Allí estaba terminando de vestirse. Entré, no dijo nada y me senté a su lado
mientras se amarraba los cordones de los zapatos. Me observa de reojo, quizás
esperando que hablara. Ya se había afeitado. Se levanta de la cama a mirarse en
espejo. Por momentos la mirada de ambos se cruza. Solo la retuve un momento y
luego miré al piso. En sus ojos, percibí por primera vez transparencia y al
mismo tiempo la presencia de mamá. Me di cuenta del parecido de ambos. Camilo, un
hombre alto, de contextura delgada. Sus ojos reflejaban los mismos destellos de
mamá, una mujer que a medida que pasaba el tiempo y llegaba a la adultez se
veía más atractiva. Con ella ocurría lo contrarío que pasa con la mayoría de
seres y Camilo era heredero de esa cualidad. Con el tiempo se veía más apuesto y
sus ojos reflejaban una encendida sensualidad. Se podía decir que estaba como
los vinos en el decir de unas amigas con quienes acostumbraba salir a tomar
cervezas en un bar y hacer chistes con todos los hombres atractivos que veían
mientras disfrutaban y tomaban alegremente.
Al
levantar la mirada, Camilo me observa y empezamos a hablar como lo hacíamos en
la niñez, cuando encontrábamos un tema sin crear conflictos y entonces se nos
iba el día hablando y jugando. Entonces todas las preguntas que había guardado
sin esperar respuestas salieron de mis labios:
―¿Era
que no le dolía la muerte de mamá?, ¿extrañaba en algún momento a papá?, ¿por qué
nunca llamó o vino al entierro?, ¿por qué te fuiste?, ¿fue por mí?, ¿por qué me
dejo solo? Dime, dime, Camilo.
Hay
un silencio mientras Camilo me observa atentamente, quizás sopesando sus palabras
y afirma:
―Al terminar el bachillerato, a pesar de mi malgenio y desinterés
por tantas cosas, puedes recordar que asistía a las reuniones de la familia.
Participaba en las navidades, en los cumpleaños, el aniversario de matrimonio o
el cumpleaños de la abuela. Todo fue así hasta que una tarde cuando volvía del
entrenamiento de baloncesto, pude ver el carro de papá que se detenía frente a
un hotel en el centro. Se bajó y le abrió la puerta a una mujer que lo acompañaba
y que bien podría ser nuestra hermana. Entraron. Yo los observe desde una de las
esquinas. Decidí comprar una gaseosa en una panadería y me quedé atento a
verlos salir.

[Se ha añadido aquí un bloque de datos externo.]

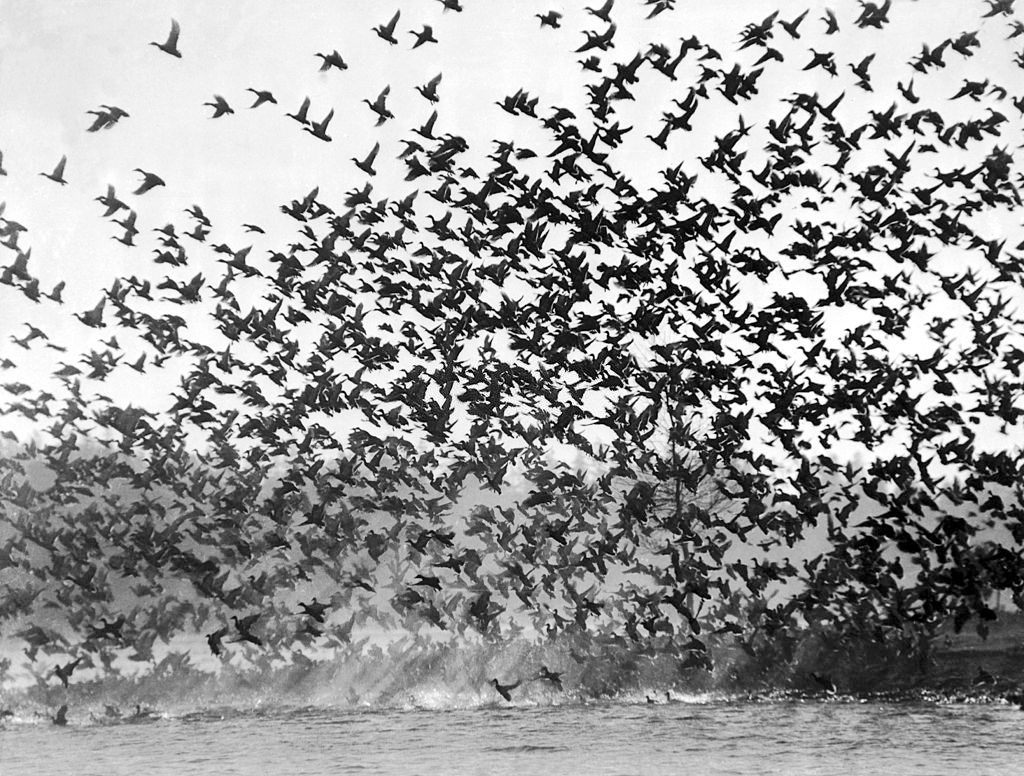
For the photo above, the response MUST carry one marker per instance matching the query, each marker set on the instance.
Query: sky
(59, 59)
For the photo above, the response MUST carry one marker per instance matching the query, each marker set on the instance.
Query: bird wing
(172, 39)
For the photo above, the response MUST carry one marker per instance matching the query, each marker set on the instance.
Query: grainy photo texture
(524, 387)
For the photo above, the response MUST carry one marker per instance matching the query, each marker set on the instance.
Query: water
(700, 737)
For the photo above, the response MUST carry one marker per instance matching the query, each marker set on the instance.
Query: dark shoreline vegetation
(752, 428)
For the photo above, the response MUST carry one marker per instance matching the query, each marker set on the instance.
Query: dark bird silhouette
(379, 105)
(332, 60)
(318, 129)
(57, 175)
(505, 690)
(64, 672)
(386, 32)
(426, 35)
(219, 105)
(367, 165)
(550, 676)
(214, 641)
(314, 609)
(244, 627)
(429, 91)
(300, 115)
(550, 18)
(150, 181)
(261, 97)
(170, 46)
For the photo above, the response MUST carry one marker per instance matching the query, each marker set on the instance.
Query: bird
(314, 609)
(150, 181)
(386, 32)
(57, 175)
(379, 105)
(426, 35)
(505, 690)
(550, 676)
(219, 105)
(170, 46)
(300, 115)
(214, 641)
(64, 672)
(367, 165)
(318, 129)
(332, 60)
(793, 27)
(429, 91)
(550, 18)
(244, 628)
(261, 97)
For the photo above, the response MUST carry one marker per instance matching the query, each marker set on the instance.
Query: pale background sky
(58, 59)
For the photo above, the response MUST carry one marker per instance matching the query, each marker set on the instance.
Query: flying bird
(318, 129)
(426, 35)
(57, 175)
(386, 32)
(170, 46)
(429, 91)
(150, 181)
(219, 105)
(551, 18)
(332, 60)
(367, 165)
(261, 97)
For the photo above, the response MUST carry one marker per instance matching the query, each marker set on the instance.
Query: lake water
(698, 736)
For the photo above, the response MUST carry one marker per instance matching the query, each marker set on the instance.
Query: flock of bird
(706, 345)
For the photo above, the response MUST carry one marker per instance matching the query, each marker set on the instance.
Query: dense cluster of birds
(704, 345)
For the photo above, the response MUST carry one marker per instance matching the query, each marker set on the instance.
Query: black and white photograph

Pasaron dos horas aproximadamente.
Parecía por un momento
entrar en confianza y recuperar ese lenguaje tan propio de él.
―Salen
bañaditos. De pronto, cosas de las que no estaba consciente se hicieron claras.
Las llegadas tarde de papá, las miradas de mamá y ciertas indirectas de ambos. Eso
es tenas hermano. Además, los silencios que empezaron a predominar durante los
almuerzos, pero ante todo el hecho que no volvimos a salir juntos. Mamá lo sabía.
Papá tenía una relación sentimental con aquella mujer. Cuando llegué a casa y
contemplé a mamá, la mire con lástima. Hubo un silencio que se ahondo en los
días siguiente ―reitera en su relato mientras cada vez me sentía más
confundido y no era capaz de decir nada, solo escuchaba las palabras que rompían
una imagen falsa de un matrimonio pegado con mocos.
―Esa
noche simplemente me encerré en mi cuarto. Durante todo el día los evite a
ambos, e incluso a ti. Y a la siguiente noche, tome la decisión de irme. En las
horas de la mañana, no fui a estudiar. Simplemente arreglé el morral. Metí un buso,
un pantalón, el cepillo de dientes, un libro y un cuaderno con lapiceros y salí
de la casa. Esa es la historia Luis, nada más que eso.
―Al regresar a casa,
mamá solo dijo que te habías ido a acampar ―respondí tratando de justificarme―, pero al pasar los días intuí que algo había ocurrido porque no hicieron el esfuerzo
de buscarte. No llamaron a la policía, no te reportaron, solo parecía que
querían evadir el tema. Y yo tampoco volví a preguntar hasta que mamá empezó a
contar de tus viajes. La verdad Camilo siento mucho todo, sobre todo no haber
sido capaz de entender y de hacer algo al respecto. No quería molestarlos y de
cierta manera, tenía rabia contigo.
Camilo entonces
agrega:
―Cuestione la vida que habíamos vivido e incluso el falso consuelo de
la iglesia. Estoy seguro que en las confesiones de mamá, el desgraciado cura debía
saberlo y defender una postura de tolerancia frente a un hombre que, a pesar de
todo, se podría decir que cumplía con sus deberes, llevando el alimento, pagando
el estudio de sus hijos y sosteniendo el hogar.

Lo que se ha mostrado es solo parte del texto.